Sembra che l’azione di Papa Francesco, tra i molti segni e presagi di rinnovamento della Chiesa che sono seguiti alla sua elezione, stia avendo tangibili ripercussioni anche per quanto concerne il riconoscimento dei profili di santità. Diverse cause di beatificazione e canonizzazione, che ristagnavano anche da molto tempo presso gli uffici della Congregazione dei Santi, negli ultimi mesi hanno visto riattivarsi i loro iter, e si può legittimamente parlare di una nuova stagione di promozione dei modelli di vita cristiana da parte della Chiesa, che ci sta riportando rapidamente al clima delle tante proclamazioni avvenute sotto il ministero petrino di Giovanni Paolo II, non a caso lui stesso in prima linea nell’ascesa agli altari.
Tra le figure del Novecento interessate da questa ripresa che hanno indubbiamente inciso e pure prodotto correnti di pensiero, almeno in Italia, vi è quella di Giuseppe Lazzati, noto soprattutto per la sua attività di rettore dell’Università Cattolica del Sacro Cuore, le cui virtù eroiche sono state riconosciute appena ieri. Dopo una gioventù trascorsa ad animare il movimento cattolico degli anni Trenta e Quaranta, la scelta del ’31 di consacrazione secolare, gli anni della ricostruzione passati al fianco di figure quali Giuseppe Dossetti e Giorgio la Pira ed una breve ma intensa esperienza parlamentare nella prima legislatura, a Lazzati era toccato un rientro nella sua Milano denso di impegni diaconali come la direzione de L’Italia e l’assidua assistenza del laicato, sotto la spinta convinta dell’arcivescovo Montini.
Una sfida assai più delicata sotto il profilo educativo, sociopolitico e culturale gli si prospettò ben presto, quando l’ateneo milanese fondato da padre Gemelli gli venne affidato – sempre con il placet di Montini divenuto papa Paolo VI – dopo lo scoppio della contestazione studentesca del ’68 e la breve e tribolata gestione da parte del cosiddetto “rettore della resistenza” Ezio Franceschini (così almeno nelle aspettative di taluni). Nella nomina di Lazzati erano contenuti presumibilmente anche compiti di “normalizzazione”, in coincidenza con una maggiore attenzione (ed esigenza di controllo) attestata allora dalla Conferenza Episcopale Italiana nei confronti di un fermento sociale ormai ribollente all’interno del movimento studentesco della Cattolica – fissato vividamente nelle memorie di Mario Capanna – di cui preoccupavano in primis gli esiti sul piano culturale, così come su quello ecclesiale.

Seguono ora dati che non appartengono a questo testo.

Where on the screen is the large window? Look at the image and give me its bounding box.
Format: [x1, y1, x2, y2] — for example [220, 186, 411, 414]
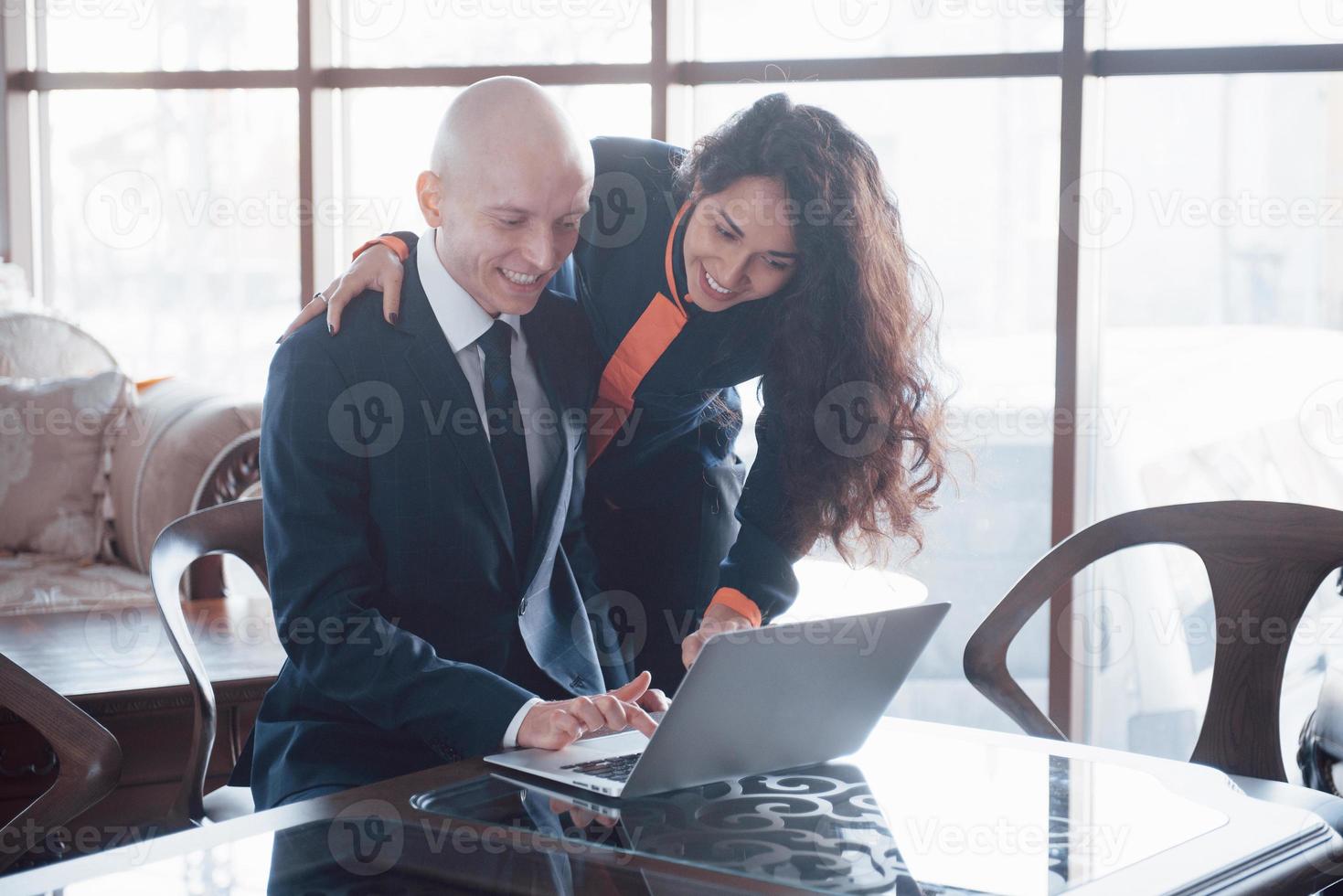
[3, 0, 1343, 755]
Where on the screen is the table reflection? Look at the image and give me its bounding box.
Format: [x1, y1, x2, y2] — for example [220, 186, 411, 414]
[413, 739, 1226, 896]
[49, 728, 1228, 896]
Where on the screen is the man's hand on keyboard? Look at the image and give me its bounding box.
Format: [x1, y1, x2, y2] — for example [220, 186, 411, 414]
[517, 672, 667, 750]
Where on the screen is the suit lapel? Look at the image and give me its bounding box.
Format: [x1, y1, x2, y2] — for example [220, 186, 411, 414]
[399, 252, 513, 561]
[521, 293, 576, 591]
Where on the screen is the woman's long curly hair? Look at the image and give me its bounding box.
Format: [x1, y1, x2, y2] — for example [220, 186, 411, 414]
[677, 94, 947, 563]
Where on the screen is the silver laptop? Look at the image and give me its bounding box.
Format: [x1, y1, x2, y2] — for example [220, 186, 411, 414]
[485, 603, 951, 796]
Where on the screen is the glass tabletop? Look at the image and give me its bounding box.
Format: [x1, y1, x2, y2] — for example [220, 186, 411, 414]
[411, 739, 1228, 896]
[34, 724, 1235, 896]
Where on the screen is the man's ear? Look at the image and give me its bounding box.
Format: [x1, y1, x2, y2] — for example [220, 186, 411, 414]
[415, 171, 443, 227]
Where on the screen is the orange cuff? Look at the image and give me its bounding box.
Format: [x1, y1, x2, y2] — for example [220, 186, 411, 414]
[709, 589, 762, 629]
[349, 234, 411, 263]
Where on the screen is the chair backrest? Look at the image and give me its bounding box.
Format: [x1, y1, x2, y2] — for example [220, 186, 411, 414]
[149, 498, 270, 825]
[0, 656, 121, 872]
[965, 501, 1343, 781]
[0, 312, 118, 379]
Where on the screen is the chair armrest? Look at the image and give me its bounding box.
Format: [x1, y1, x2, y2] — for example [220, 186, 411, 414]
[109, 380, 261, 582]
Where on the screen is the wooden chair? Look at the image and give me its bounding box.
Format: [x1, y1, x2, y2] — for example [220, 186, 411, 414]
[965, 501, 1343, 829]
[149, 498, 270, 827]
[0, 656, 121, 872]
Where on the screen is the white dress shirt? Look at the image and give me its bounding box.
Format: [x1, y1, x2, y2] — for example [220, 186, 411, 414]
[415, 229, 563, 748]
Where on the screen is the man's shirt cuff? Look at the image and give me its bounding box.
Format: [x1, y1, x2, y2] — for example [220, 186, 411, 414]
[504, 698, 541, 750]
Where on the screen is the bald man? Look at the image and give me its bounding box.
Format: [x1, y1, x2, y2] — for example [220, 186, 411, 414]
[240, 78, 665, 808]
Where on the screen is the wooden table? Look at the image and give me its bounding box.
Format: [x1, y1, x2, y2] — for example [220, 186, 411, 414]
[0, 719, 1343, 896]
[0, 596, 284, 847]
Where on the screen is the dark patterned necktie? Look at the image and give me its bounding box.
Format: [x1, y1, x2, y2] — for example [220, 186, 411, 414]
[475, 321, 532, 571]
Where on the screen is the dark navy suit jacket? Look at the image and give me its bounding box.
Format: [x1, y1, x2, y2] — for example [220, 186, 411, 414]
[244, 241, 621, 807]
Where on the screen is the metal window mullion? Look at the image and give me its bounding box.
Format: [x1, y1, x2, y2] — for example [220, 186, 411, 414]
[1049, 0, 1088, 739]
[295, 0, 323, 304]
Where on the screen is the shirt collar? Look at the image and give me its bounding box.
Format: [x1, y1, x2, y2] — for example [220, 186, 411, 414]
[415, 227, 522, 353]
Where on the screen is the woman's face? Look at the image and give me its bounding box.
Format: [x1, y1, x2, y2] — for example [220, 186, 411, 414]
[682, 177, 802, 312]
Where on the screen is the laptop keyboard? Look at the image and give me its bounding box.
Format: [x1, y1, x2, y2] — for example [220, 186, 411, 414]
[561, 752, 644, 781]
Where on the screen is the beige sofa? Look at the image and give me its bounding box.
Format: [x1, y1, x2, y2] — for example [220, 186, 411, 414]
[0, 313, 261, 616]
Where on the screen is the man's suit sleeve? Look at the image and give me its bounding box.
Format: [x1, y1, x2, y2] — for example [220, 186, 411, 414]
[261, 332, 535, 761]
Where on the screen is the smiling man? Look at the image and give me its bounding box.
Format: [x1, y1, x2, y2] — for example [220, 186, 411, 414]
[234, 78, 665, 807]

Il nuovo rettore, con un’azione decisa, volle dare un rinnovato impulso alla sua università, cercando innanzitutto di fornire risposte attuali, sulla spinta del Vaticano II, al suo essere “cattolica”, anche attraverso l’istituzione del dipartimento di Scienze religiose quale possibile preludio ad una facoltà di teologia (che mai avrebbe visto la luce), e soprattutto cercando di dare più intenso vigore alla ricerca, alla formazione permanente e al lavoro culturale.
Il suo progetto di aggiornamento fu indubbiamente vasto e articolato, e suscitò anche critiche da una parte del mondo ecclesiastico e non, soprattutto quando la sua direzione non sembrò ad alcuni sufficientemente ferma nel contrastare gli eccessi di protesta dell’onda lunga del ’68 nell’ateneo cattolico. Una critica a cui sembrarono aderire anche alcuni uomini della Chiesa milanese, ed a cui è stata pure attribuita la fine della sua esperienza rettorale nel 1983.
Lazzati sarebbe sopravvissuto solo altri tre anni dopo la conclusione dell’impegno alla Cattolica, ma il suo lavoro avrebbe continuato ad alimentare una corrente di pensiero che ha espresso diversi protagonisti, animando talvolta anche con toni accesi il dibattito sulla questione dell’essere cattolici nel mondo contemporaneo. La ripresa della sua causa di beatificazione ripropone oggi all’attenzione dei media e della cultura, forse non solo cattolica, un approccio di pensiero apprezzato e in parte anche discusso, che comunque continua a sollecitare risposte urgenti in chi ancor oggi ritiene valido se non addirittura essenziale il contributo della Chiesa nella sua interezza per la crescita sociale e politica della nostra società.